Benefits of EAP-FAST
EAP-FAST provides the following benefits over other authentication protocols:
- Mutual authentication—The EAP server must be able to verify the identity and authenticity of the peer, and the peer must be able to verify the authenticity of the EAP server.
- Immunity to passive dictionary attacks—Many authentication protocols require a password to be explicitly provided, either as cleartext or hashed, by the peer to the EAP server.
- Immunity to man-in-the-middle attacks—In establishing a mutually authenticated protected tunnel, the protocol must prevent adversaries from successfully interjecting information into the conversation between the peer and the EAP server.
- Flexibility to enable support for many different password authentication interfaces such as MS-CHAPv2, Generic Token Card (GTC), and others—EAP-FAST is an extensible framework that allows support of multiple internal protocols by the same server.
- Efficiency—When using wireless media, peers are limited in computational and power resources. EAP-FAST enables the network access communication to be computationally lightweight.
- Minimization of the per-user authentication state requirements of the authentication server—With large deployments, it is typical to have many servers acting as the authentication servers for many peers. It is also highly desirable for a peer to use the same shared secret to secure a tunnel much the same way that it uses the username and password to gain access to the network. EAP-FAST facilitates the use of a single, strong, shared secret by the peer, while enabling servers to minimize the per-user and device state that it must cache and manage.

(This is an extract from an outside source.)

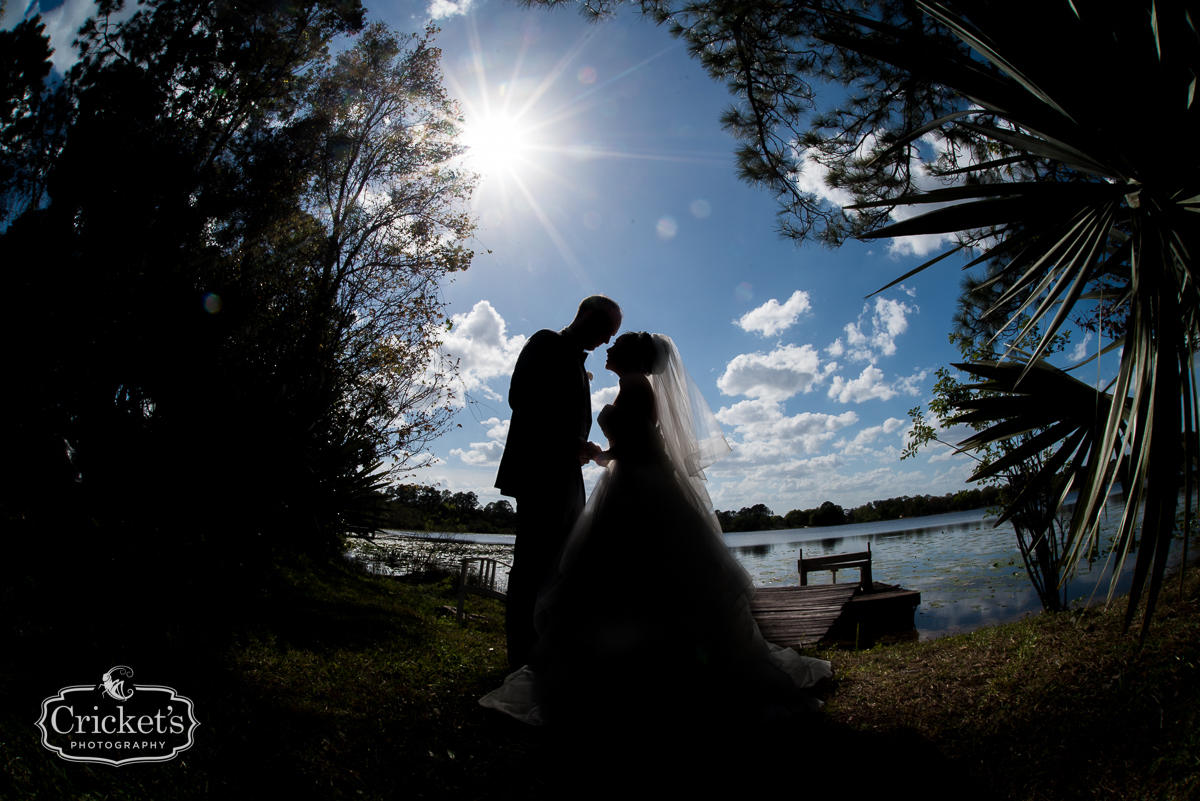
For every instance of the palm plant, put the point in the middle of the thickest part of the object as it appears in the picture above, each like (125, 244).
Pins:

The EAP-FAST protocol flow is always a combination of the following phases:
- Provisioning phase—This is phase zero of EAP-FAST. During this phase, the peer is provisioned with a unique, strong secret that is referred to as the PAC that is shared between the Cisco ISE and the peer.
- Tunnel establishment phase—The client and server authenticate each other by using the PAC to establish a fresh tunnel key. The tunnel key is then used to protect the rest of the conversation and provides message confidentiality and with authenticity.
- Authentication phase—The authentication is processed inside the tunnel and includes the generation of session keys and protected termination.
Cisco ISE supports EAP-FAST versions 1 and 1a.